# Slammed Audi RS 6 Avant Featured on Klutch



## [email protected] (Apr 9, 2004)

Okay, the fact that the owner may have used 21-inch Mercedes-Benz AMG wheels or slammed the car to swallow up the tops of any rubber may be controversial but we're guessing the overall effect is less so. We've just found shots of this cool and very modified RS 6 Avant photographed by our friend Joachim Naess and featured on Klutch Online. The car hails from France, which is impressive as we hear their modification laws are pretty stringent and likely explains why all listed modifications are essentially visual. Then again, when your driver is an RS 6, we're guessing go-fast(er) mods aren't as necessary.
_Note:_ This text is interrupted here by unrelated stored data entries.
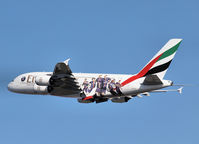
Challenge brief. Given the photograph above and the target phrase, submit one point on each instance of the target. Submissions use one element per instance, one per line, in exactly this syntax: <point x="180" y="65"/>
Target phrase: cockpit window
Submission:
<point x="23" y="78"/>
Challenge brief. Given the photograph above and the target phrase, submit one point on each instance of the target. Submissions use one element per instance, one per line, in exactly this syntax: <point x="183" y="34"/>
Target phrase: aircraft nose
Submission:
<point x="11" y="86"/>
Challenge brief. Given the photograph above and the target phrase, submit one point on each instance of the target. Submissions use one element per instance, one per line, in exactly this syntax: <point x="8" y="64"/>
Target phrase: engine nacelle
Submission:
<point x="85" y="101"/>
<point x="40" y="89"/>
<point x="120" y="100"/>
<point x="43" y="80"/>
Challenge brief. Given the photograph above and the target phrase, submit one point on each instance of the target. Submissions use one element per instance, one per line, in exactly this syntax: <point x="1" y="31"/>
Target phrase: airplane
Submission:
<point x="98" y="88"/>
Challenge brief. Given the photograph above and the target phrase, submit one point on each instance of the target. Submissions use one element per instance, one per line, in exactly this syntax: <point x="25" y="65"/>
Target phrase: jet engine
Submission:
<point x="40" y="89"/>
<point x="43" y="80"/>
<point x="120" y="99"/>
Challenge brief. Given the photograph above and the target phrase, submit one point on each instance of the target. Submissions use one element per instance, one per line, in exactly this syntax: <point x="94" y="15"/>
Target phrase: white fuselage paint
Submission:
<point x="29" y="86"/>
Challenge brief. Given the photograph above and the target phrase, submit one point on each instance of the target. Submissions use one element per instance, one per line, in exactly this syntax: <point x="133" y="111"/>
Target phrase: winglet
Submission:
<point x="66" y="61"/>
<point x="180" y="90"/>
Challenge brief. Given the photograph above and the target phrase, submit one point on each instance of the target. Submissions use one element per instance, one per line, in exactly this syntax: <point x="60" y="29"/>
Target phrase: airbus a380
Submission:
<point x="89" y="88"/>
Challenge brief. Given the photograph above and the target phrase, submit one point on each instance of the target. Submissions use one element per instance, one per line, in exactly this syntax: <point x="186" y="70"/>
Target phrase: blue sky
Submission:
<point x="106" y="36"/>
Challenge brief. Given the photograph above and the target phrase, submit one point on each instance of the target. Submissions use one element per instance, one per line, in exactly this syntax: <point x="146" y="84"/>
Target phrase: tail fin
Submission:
<point x="160" y="62"/>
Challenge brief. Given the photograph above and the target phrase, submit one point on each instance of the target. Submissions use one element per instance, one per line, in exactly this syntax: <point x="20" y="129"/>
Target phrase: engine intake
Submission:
<point x="40" y="89"/>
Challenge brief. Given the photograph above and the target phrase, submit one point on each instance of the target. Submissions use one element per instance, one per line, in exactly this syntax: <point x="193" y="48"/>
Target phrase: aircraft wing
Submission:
<point x="62" y="81"/>
<point x="152" y="80"/>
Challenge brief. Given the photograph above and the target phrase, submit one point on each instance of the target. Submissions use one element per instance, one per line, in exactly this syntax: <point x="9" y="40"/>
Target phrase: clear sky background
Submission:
<point x="105" y="36"/>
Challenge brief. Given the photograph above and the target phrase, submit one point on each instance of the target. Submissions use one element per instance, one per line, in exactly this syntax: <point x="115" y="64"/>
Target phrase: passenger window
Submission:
<point x="23" y="79"/>
<point x="30" y="79"/>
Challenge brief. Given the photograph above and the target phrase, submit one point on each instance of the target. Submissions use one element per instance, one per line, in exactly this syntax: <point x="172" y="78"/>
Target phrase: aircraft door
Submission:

Check out many more shots after the jump.

* Full Story *


----------



## mk6_myke (Jul 16, 2009)

Gorgeous brother! Omg i really cant express myself rite now? Roads must be superb to roll static like that! I wanna do the same to the sedan i wanna get!


----------



## mikegilbert (Nov 29, 2006)

Liked it better when It was on 20s.  21s are too big, I'm afraid.


----------



## BLAZEDUPBEE (May 17, 2005)

mikegilbert said:


> Liked it better when It was on 20s.  21s are too big, I'm afraid.


yeah 20s is the biggest I would go. 

however she looks good. I wish I found an A6 Avant. None on this side worth buying.


----------



## monkeytronic (Oct 5, 2009)

The S6 door blades seem a bit excessive in conjunction with the RS6 side skirts.


----------